One thought kept crossing A.J. Burnett’s mind as he made his dramatic push for a no-hitter.
He wanted it – badly.
Instead, he will have to settle for a close call and maybe the best performance of his career.
Burnett pitched a one-hitter, Neil Walker drove in five runs and the Pittsburgh Pirates beat Chicago 5-0 on Tuesday night, hours after the Cubs traded ace Ryan Dempster.
Burnett started thinking about a no-hitter in the third or fourth inning.
”I’m not going to lie,” he said. ”So, it’s one of those things that you want to do, you want to take pride in, but at the same time a lot of luck’s got to go into it. I had a lot of great plays behind me. … Bottom line is it’s a `W’ for us.”
Burnett just about stole the spotlight after the Cubs traded their best pitcher to Texas just before the non-waiver deadline. His bid for a second career no-hitter and the sixth in the majors this season ended with two outs in the eighth.
He had already hit Darwin Barney in the helmet with one out before striking out Luis Valbuena, but his no-hit bid ended at the hands of a rookie when pinch-hitter Adrian Cardenas lined a 3-2 pitch to right for a single after two close pitches were called balls.
Burnett said he was angry about a 2-2 curve that just missed outside, and he appeared to be yelling at the umpire after the hit. But he struck out David DeJesus with runners on first and third to end the inning. That’s probably not much consolation for the veteran, who pitched a wild no-hitter for the Marlins against San Diego on May 12, 2001.
He walked nine in that game, two in this one while striking out eight.
”I always think about it,” he said. ”I want to clean that one up. That was a wild one.”
That a Miami-area native, who was 13-years-old back then, broke it up was a bit of an ironic twist. Not since Sandy Koufax did it to them in September 1965 have the Cubs been no-hit, and the last no-hitter at Wrigley Field came when Milt Pappas pitched one for Chicago against San Diego in September 1972.
Burnett sure made it interesting, though. His curve was as sharp as it’s ever been, and he just missed the eighth no-hitter in franchise history.
”I thought he had a shot,” manager Clint Hurdle said. ”He was just so efficient, pinpoint command. He pitched the left-handers so extremely well tonight. Fastball gloveside, his curveball was sharp for strikes, for chase. Great tempo – 25 out of 31 first-pitch strikes. The pitch count was in a great place. That’s one of the best games I’ve seen pitched ever.”
Cubs manager Dale Sveum was impressed, too.
”He probably threw 60, 65 curveballs,” he said. ”Even his fastball, he kept it out of the middle of the plate. We hit a few balls hard. A couple balls without the wind might have been home runs, but he pitched a heck of a game.”

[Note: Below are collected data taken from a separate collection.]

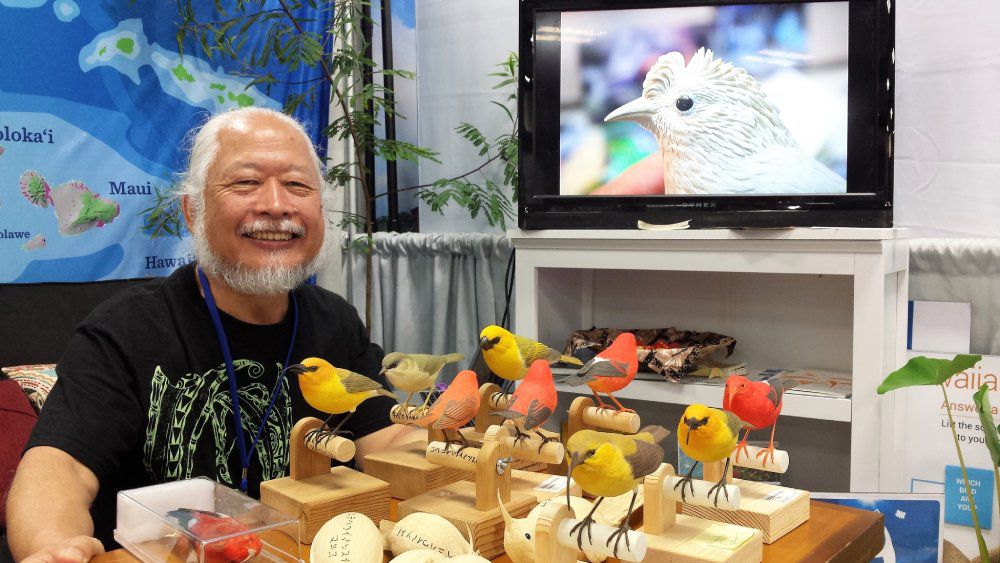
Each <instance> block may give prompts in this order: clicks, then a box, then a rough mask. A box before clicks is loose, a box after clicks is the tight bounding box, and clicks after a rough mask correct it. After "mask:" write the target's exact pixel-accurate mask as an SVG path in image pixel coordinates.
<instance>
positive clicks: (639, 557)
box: [556, 518, 648, 561]
mask: <svg viewBox="0 0 1000 563" xmlns="http://www.w3.org/2000/svg"><path fill="white" fill-rule="evenodd" d="M579 522H580V521H579V520H577V519H575V518H566V519H564V520H562V521H561V522H559V527H558V528H557V529H556V541H558V542H559V545H560V546H562V547H563V548H565V549H570V550H573V552H574V553H575V552H576V549H577V534H579V532H580V530H577V531H576V532H575V533H573V534H570V530H571V529H572V528H573V526H575V525H577V524H578V523H579ZM615 531H616V528H612V527H611V526H606V525H604V524H597V523H594V524H592V525H591V527H590V530H589V531H587V532H585V533H584V534H583V551H584V552H586V553H589V554H592V555H598V556H601V557H614V556H615V554H614V547H615V541H614V540H612V541H611V542H610V545H608V538H609V537H610V536H611V534H613V533H614V532H615ZM625 533H626V534H627V536H628V546H626V544H625V538H621V541H619V542H618V555H617V557H618V559H619V560H621V561H642V560H643V558H645V557H646V548H647V547H648V546H647V545H646V535H645V534H643V533H642V532H636V531H633V530H629V531H627V532H625Z"/></svg>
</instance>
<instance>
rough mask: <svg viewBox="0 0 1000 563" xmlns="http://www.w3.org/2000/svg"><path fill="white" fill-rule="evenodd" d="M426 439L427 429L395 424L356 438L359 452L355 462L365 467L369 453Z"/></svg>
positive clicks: (376, 451) (354, 455)
mask: <svg viewBox="0 0 1000 563" xmlns="http://www.w3.org/2000/svg"><path fill="white" fill-rule="evenodd" d="M426 439H427V431H426V430H424V429H423V428H417V427H415V426H404V425H402V424H393V425H392V426H387V427H385V428H383V429H381V430H376V431H375V432H372V433H371V434H368V435H366V436H362V437H361V438H358V439H357V440H355V442H354V445H355V446H357V453H355V454H354V462H355V463H357V464H358V467H364V463H365V456H366V455H368V454H373V453H375V452H380V451H382V450H387V449H389V448H392V447H395V446H399V445H402V444H408V443H410V442H418V441H420V440H426Z"/></svg>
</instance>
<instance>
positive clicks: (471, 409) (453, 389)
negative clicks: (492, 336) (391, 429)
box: [414, 369, 479, 452]
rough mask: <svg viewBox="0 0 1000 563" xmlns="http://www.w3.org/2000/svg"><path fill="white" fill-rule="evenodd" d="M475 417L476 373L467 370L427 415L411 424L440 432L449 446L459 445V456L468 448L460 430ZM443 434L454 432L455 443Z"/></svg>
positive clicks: (429, 411) (448, 390)
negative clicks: (442, 433)
mask: <svg viewBox="0 0 1000 563" xmlns="http://www.w3.org/2000/svg"><path fill="white" fill-rule="evenodd" d="M478 413H479V381H478V380H477V379H476V372H474V371H472V370H468V369H467V370H462V371H460V372H459V373H458V375H456V376H455V379H454V380H453V381H452V382H451V384H450V385H448V388H447V389H445V390H444V392H443V393H441V395H440V396H438V398H437V400H436V401H434V404H433V405H431V409H430V411H428V413H427V415H426V416H424V417H421V418H419V419H417V420H416V421H415V422H414V424H415V425H417V426H421V427H423V428H433V429H435V430H440V431H441V432H442V433H444V437H445V440H446V441H447V442H448V444H449V445H451V444H455V443H460V444H462V446H461V447H460V448H459V449H458V451H460V452H461V451H462V450H464V449H465V448H467V447H469V443H468V442H466V440H465V436H463V435H462V432H461V431H460V430H459V429H460V428H462V427H463V426H465V425H466V424H468V423H469V421H470V420H472V419H473V418H475V417H476V414H478ZM446 430H454V431H455V432H456V433H457V434H458V440H452V439H450V438H449V437H448V433H447V432H445V431H446Z"/></svg>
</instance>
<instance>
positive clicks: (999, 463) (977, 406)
mask: <svg viewBox="0 0 1000 563" xmlns="http://www.w3.org/2000/svg"><path fill="white" fill-rule="evenodd" d="M989 389H990V388H989V385H986V384H985V383H984V384H983V386H982V387H980V388H979V391H976V392H975V394H973V395H972V400H973V401H974V402H975V403H976V410H978V411H979V422H980V423H981V424H982V426H983V433H984V434H985V435H986V447H987V449H989V450H990V457H991V458H993V465H996V466H997V467H1000V433H997V429H996V428H995V427H994V426H993V408H992V407H991V406H990V396H989Z"/></svg>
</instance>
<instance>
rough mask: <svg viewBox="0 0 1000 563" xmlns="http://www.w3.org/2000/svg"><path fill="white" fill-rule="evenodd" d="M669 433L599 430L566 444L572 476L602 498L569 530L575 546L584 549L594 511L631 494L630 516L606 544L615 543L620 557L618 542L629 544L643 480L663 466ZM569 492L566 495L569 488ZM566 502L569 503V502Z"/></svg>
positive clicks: (572, 439)
mask: <svg viewBox="0 0 1000 563" xmlns="http://www.w3.org/2000/svg"><path fill="white" fill-rule="evenodd" d="M669 434H670V432H669V431H668V430H667V429H666V428H663V427H662V426H647V427H645V428H643V429H642V430H640V431H639V433H638V434H631V435H628V434H614V433H610V432H598V431H596V430H580V431H579V432H577V433H576V434H573V436H571V437H570V439H569V441H567V442H566V457H567V458H568V459H569V474H570V475H571V476H572V477H573V479H575V480H576V482H577V483H579V485H580V487H581V488H582V489H583V490H585V491H587V492H588V493H590V494H592V495H594V496H596V497H599V498H598V499H597V501H596V502H595V503H594V508H593V510H591V511H590V513H589V514H587V516H585V517H584V518H583V519H582V520H580V521H579V522H578V523H577V524H576V525H575V526H573V527H572V528H571V529H570V534H573V533H576V534H577V536H576V545H577V547H578V548H580V550H581V551H582V550H583V534H584V532H586V533H588V534H589V533H590V526H591V525H592V524H593V523H594V518H593V516H594V511H596V510H597V507H598V506H600V504H601V502H602V501H603V500H604V498H605V497H615V496H618V495H623V494H625V493H627V492H629V491H632V501H631V502H630V503H629V506H628V514H627V515H626V517H625V519H624V520H622V523H621V525H620V526H619V527H618V530H616V531H615V532H614V533H613V534H612V535H611V536H609V537H608V542H607V545H611V542H612V540H613V541H614V542H615V547H614V554H615V556H616V557H617V556H618V542H619V541H621V538H622V537H625V545H626V547H629V544H628V535H627V534H626V532H627V531H628V521H629V516H631V514H632V507H633V506H634V505H635V498H636V496H637V495H638V492H639V483H640V482H641V481H642V478H643V477H645V476H646V475H649V474H650V473H653V472H654V471H656V470H657V469H658V468H659V467H660V464H661V463H663V448H661V447H660V446H659V443H660V442H662V441H663V440H664V439H665V438H666V437H667V436H668V435H669ZM566 489H567V494H568V491H569V487H567V488H566ZM567 502H569V501H568V500H567Z"/></svg>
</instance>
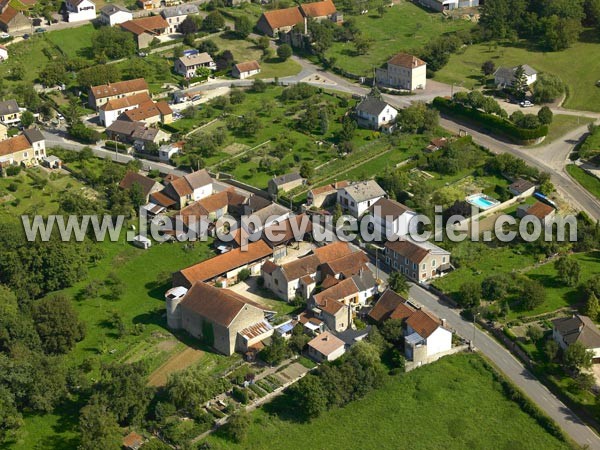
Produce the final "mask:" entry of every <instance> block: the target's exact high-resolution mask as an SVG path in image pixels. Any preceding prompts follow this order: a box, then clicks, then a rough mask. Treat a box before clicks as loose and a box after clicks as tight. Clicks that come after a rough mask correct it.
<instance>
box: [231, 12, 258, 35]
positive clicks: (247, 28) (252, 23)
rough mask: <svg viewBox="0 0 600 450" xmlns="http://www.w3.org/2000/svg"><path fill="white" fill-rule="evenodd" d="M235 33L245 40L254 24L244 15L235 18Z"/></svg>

He retired the first 11 batters before walking Anthony Rizzo, and as the game wore on, the sense that something special was happening filled the old ballpark.
There was a loud gasp when Alfonso Soriano sent a drive to deep left-center in the seventh that Andrew McCutchen caught, and first baseman Garrett Jones then made a sliding stop on Bryan LaHair’s grounder to end the inning. The Cubs got some relief when Cardenas finally broke through, but even that was tempered by the reality that they got shut down.
Cardenas faced Burnett in late May and didn’t do so well, going 0-for-3 with two errors in a 1-0 loss.
”I remember him and seeing how he was working throughout that game,” he said. ”When I was able to get that hit, it was great but it was very short-lived because we lost 5-0. … It’s definitely sweet to break up the no-hitter here at our place. That’s something you don’t want to be a part of.”
While Burnett cruised along, Casey Coleman had a rough night after being recalled from the minors. Pitching in Dempster’s place, he lasted just 4 2-3 innings, allowing four runs and seven hits.
Walker quickly put the Cubs ahead in the first when he drove a 2-1 pitch to right for a grand slam – the second of his career and second at Wrigley Field.
He also had a sacrifice fly in the seventh.
Burnett’s performance overshadowed the big news before the game, with Dempster going to the Rangers for two prospects.
The Pirates were a busy bunch, too. They acquired former All-Star first baseman Gaby Sanchez from Florida and sent third baseman Casey McGehee to the Yankees for reliever Chad Qualls.
Notes: Along with Coleman, the Cubs also recalled Cardenas and C Welington Castillo from Triple-A Iowa before the game. … GM Jed Hoyer said it might not be long before Josh Vitters is called up from Triple-A. He was batting .298 with 15 homers. … In the Sanchez deal, Pittsburgh also got minor league pitcher Kyle Kaminska for minor league outfielder Gorkys Hernandez and the extra draft pick for 2013 that the Pirates won in the competitive balance lottery for financially weaker teams. … The Pirates recalled RHP Daniel McCutchen from Triple-A Indianapolis to take Brad Lincoln’s spot in the bullpen. Lincoln was dealt to Toronto for Travis Snider on Monday.